Thanks again to Warwick Merry for sharing his experience – and if others have found similar please contact me to let me know so we can balance the perspective. Warwick’s is not a unique case but unfortunately more people are out there talking about the cost than the quality. It’s time to balance the scales.
I’ve In-sourced my Outsourcing
We live in a global economy. Whether you are big business or small business, it is easy to reach out to the other side of the world and get things done for a lower price. But there is a lesson that the big boys found when they send work overseas that a few of us smaller players are just beginning to learn. Let me explain.
When product manufacturers like General Motors, Nike and Reebok first set up factories in places like Mexico and Asia they were excited that rather than paying $35 an hour they would only have to pay figures like $6 an hour. I can image all the accountants and management team declaring “Look at the economics! We will save a fortune.” Then the work started.
They found that with US management trying to run foreign factories language was an issue. To communicate with the team took interpreters and that meant lost meanings, missing messages and additional effort. Training was also an issue as the overseas workers took a lot more training hours to get up to speed and be able to do what was required. The economics started to not look as good!

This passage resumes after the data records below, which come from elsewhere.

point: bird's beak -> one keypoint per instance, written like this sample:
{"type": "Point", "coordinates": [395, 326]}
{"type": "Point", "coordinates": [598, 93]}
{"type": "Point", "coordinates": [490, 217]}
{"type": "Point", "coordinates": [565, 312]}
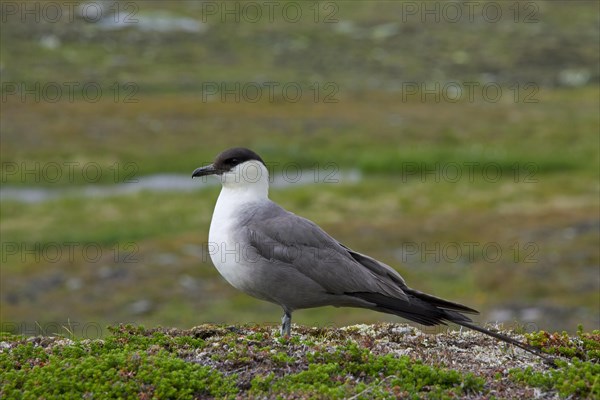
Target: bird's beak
{"type": "Point", "coordinates": [203, 171]}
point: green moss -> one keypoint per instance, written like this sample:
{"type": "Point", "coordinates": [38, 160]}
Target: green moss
{"type": "Point", "coordinates": [572, 379]}
{"type": "Point", "coordinates": [351, 369]}
{"type": "Point", "coordinates": [133, 363]}
{"type": "Point", "coordinates": [585, 346]}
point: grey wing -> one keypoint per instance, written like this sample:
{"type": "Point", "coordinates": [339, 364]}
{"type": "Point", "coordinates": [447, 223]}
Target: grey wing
{"type": "Point", "coordinates": [284, 238]}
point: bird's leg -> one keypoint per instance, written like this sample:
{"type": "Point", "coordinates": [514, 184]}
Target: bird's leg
{"type": "Point", "coordinates": [286, 323]}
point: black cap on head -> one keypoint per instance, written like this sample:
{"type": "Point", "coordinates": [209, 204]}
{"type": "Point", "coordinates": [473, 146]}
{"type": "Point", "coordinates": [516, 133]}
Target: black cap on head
{"type": "Point", "coordinates": [227, 160]}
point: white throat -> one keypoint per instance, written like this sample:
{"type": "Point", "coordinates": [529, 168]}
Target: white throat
{"type": "Point", "coordinates": [246, 183]}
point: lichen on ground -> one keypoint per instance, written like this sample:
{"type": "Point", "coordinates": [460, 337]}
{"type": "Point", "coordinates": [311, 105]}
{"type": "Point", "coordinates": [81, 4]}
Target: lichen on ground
{"type": "Point", "coordinates": [360, 362]}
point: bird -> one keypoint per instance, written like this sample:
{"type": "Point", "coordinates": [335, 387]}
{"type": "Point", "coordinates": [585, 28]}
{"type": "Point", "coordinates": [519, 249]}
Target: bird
{"type": "Point", "coordinates": [275, 255]}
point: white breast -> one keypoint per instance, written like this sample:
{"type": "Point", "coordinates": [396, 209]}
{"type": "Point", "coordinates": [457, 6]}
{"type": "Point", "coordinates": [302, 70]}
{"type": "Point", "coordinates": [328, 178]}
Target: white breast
{"type": "Point", "coordinates": [227, 252]}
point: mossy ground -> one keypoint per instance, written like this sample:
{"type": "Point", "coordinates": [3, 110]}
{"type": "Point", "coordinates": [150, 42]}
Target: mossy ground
{"type": "Point", "coordinates": [381, 361]}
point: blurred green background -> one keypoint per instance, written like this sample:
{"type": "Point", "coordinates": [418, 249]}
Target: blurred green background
{"type": "Point", "coordinates": [458, 143]}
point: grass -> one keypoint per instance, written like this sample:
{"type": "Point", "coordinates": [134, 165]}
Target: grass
{"type": "Point", "coordinates": [229, 361]}
{"type": "Point", "coordinates": [141, 257]}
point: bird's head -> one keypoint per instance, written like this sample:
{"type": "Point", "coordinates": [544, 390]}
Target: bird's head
{"type": "Point", "coordinates": [237, 167]}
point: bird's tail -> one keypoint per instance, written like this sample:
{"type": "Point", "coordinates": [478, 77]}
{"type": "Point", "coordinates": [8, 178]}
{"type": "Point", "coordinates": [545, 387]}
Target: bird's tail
{"type": "Point", "coordinates": [504, 338]}
{"type": "Point", "coordinates": [430, 310]}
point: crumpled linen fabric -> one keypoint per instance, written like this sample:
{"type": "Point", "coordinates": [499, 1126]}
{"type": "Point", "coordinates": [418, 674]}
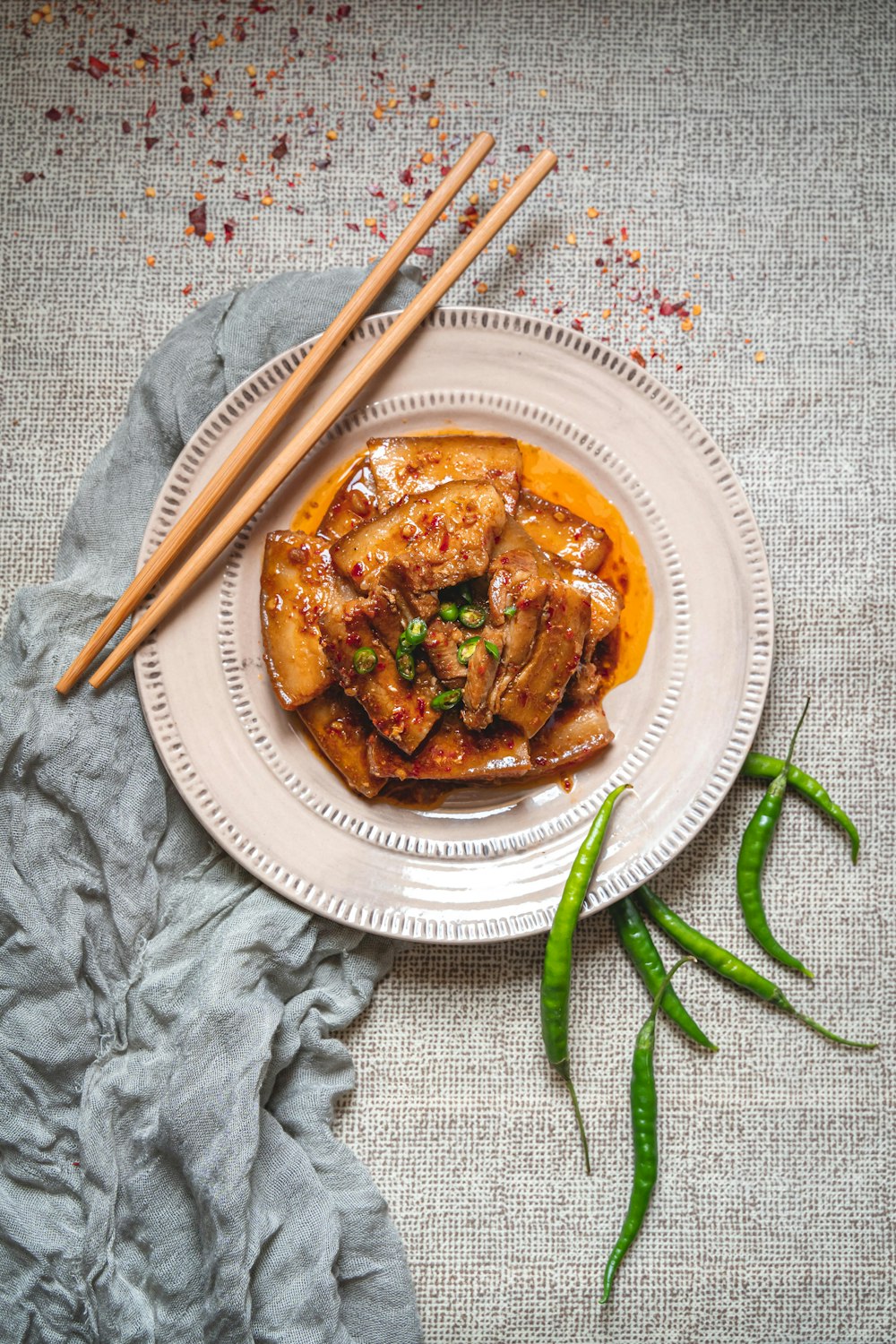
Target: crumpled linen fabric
{"type": "Point", "coordinates": [169, 1061]}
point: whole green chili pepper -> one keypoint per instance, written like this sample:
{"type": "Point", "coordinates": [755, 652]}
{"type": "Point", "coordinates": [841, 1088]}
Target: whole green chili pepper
{"type": "Point", "coordinates": [466, 650]}
{"type": "Point", "coordinates": [754, 847]}
{"type": "Point", "coordinates": [726, 964]}
{"type": "Point", "coordinates": [414, 632]}
{"type": "Point", "coordinates": [557, 956]}
{"type": "Point", "coordinates": [365, 660]}
{"type": "Point", "coordinates": [471, 617]}
{"type": "Point", "coordinates": [643, 1132]}
{"type": "Point", "coordinates": [758, 766]}
{"type": "Point", "coordinates": [635, 938]}
{"type": "Point", "coordinates": [405, 663]}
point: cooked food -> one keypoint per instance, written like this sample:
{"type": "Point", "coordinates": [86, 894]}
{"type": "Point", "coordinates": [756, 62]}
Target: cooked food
{"type": "Point", "coordinates": [297, 582]}
{"type": "Point", "coordinates": [563, 532]}
{"type": "Point", "coordinates": [427, 540]}
{"type": "Point", "coordinates": [445, 623]}
{"type": "Point", "coordinates": [414, 465]}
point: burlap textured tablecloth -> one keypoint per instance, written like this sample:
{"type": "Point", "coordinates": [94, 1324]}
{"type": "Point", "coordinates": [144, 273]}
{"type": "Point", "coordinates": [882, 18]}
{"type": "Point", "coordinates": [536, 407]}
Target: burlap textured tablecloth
{"type": "Point", "coordinates": [747, 153]}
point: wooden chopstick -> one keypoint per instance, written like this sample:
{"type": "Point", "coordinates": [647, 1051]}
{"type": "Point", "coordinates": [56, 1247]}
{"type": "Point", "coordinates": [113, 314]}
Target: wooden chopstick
{"type": "Point", "coordinates": [336, 403]}
{"type": "Point", "coordinates": [281, 403]}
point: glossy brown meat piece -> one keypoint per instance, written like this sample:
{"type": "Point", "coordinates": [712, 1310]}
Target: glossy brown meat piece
{"type": "Point", "coordinates": [354, 503]}
{"type": "Point", "coordinates": [479, 699]}
{"type": "Point", "coordinates": [429, 540]}
{"type": "Point", "coordinates": [297, 582]}
{"type": "Point", "coordinates": [455, 754]}
{"type": "Point", "coordinates": [563, 532]}
{"type": "Point", "coordinates": [606, 604]}
{"type": "Point", "coordinates": [341, 730]}
{"type": "Point", "coordinates": [441, 645]}
{"type": "Point", "coordinates": [400, 710]}
{"type": "Point", "coordinates": [536, 688]}
{"type": "Point", "coordinates": [519, 575]}
{"type": "Point", "coordinates": [570, 737]}
{"type": "Point", "coordinates": [414, 465]}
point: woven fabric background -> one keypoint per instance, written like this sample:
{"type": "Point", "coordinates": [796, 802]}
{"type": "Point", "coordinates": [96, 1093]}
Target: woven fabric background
{"type": "Point", "coordinates": [737, 160]}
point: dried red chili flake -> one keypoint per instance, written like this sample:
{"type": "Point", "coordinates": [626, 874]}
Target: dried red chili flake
{"type": "Point", "coordinates": [198, 218]}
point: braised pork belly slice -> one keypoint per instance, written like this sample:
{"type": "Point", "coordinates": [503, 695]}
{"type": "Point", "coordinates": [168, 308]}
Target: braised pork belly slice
{"type": "Point", "coordinates": [400, 710]}
{"type": "Point", "coordinates": [570, 737]}
{"type": "Point", "coordinates": [517, 554]}
{"type": "Point", "coordinates": [519, 574]}
{"type": "Point", "coordinates": [563, 532]}
{"type": "Point", "coordinates": [481, 672]}
{"type": "Point", "coordinates": [355, 502]}
{"type": "Point", "coordinates": [297, 583]}
{"type": "Point", "coordinates": [340, 728]}
{"type": "Point", "coordinates": [455, 754]}
{"type": "Point", "coordinates": [414, 465]}
{"type": "Point", "coordinates": [441, 644]}
{"type": "Point", "coordinates": [536, 688]}
{"type": "Point", "coordinates": [429, 540]}
{"type": "Point", "coordinates": [606, 604]}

There are many stories of big business sending their business overseas and then bringing it back. Even locally, more and more banks are placing their service teams overseas. On that I have had a little to do with is the NAB. They put a lot of their credit card processing overseas but what they did not put overseas is their customer service: the customer-facing side of their business. The part where customers had issues, problems or queries and actually interacted with bank, the core part of their business they kept in-house.
As a small business operator, I also like to keep an eye on my economics. As part of that I had some work transcribed overseas. It was by an internet service, so it was a fixed rate, simple job. If only that were true! I had to spend a lot of time editing the work because their English and my English were significantly different. They were also unfamiliar with business language so I had to do a lot of rework to make it flow properly. So the economics to have it done overseas at a low price actually cost me a lot more in time and effort.
For a more recent piece of transcription work I chose to in-source it to an Australian service. It cost me significantly more on an hourly rate to get it done and I couldn’t be happier. I had a sample of the work returned to me within six hours and the completed job in less than 24. The additional instructions I had left on the recording throughout the body of the recording were followed accurately and without the need to double check. The most valuable thing for me was the on-the-fly editing. What it meant for me was that the document only needed minor formatting before I sent it to my client. For me, it was money well spent and I was pleased to spend a premium to get the job done right the first time.
At the end of the day, the lesson that big business and small business have learnt time and time again is that you get what you pay for. So if you are selling these services, the key thing to focus on is not your rate, your availability, your turn around time or even how pleasant you are – what you need to sell is the value of what you do. The value of time saved not having to rework the job, the time saved on not having to be trained to do it multiple times, the value of getting it right first time! Naturally there are things that can be easily outsourced to others at a far reduced rate, but certain services are best in-sourced. So for your success, work out where you add the most value and focus on it.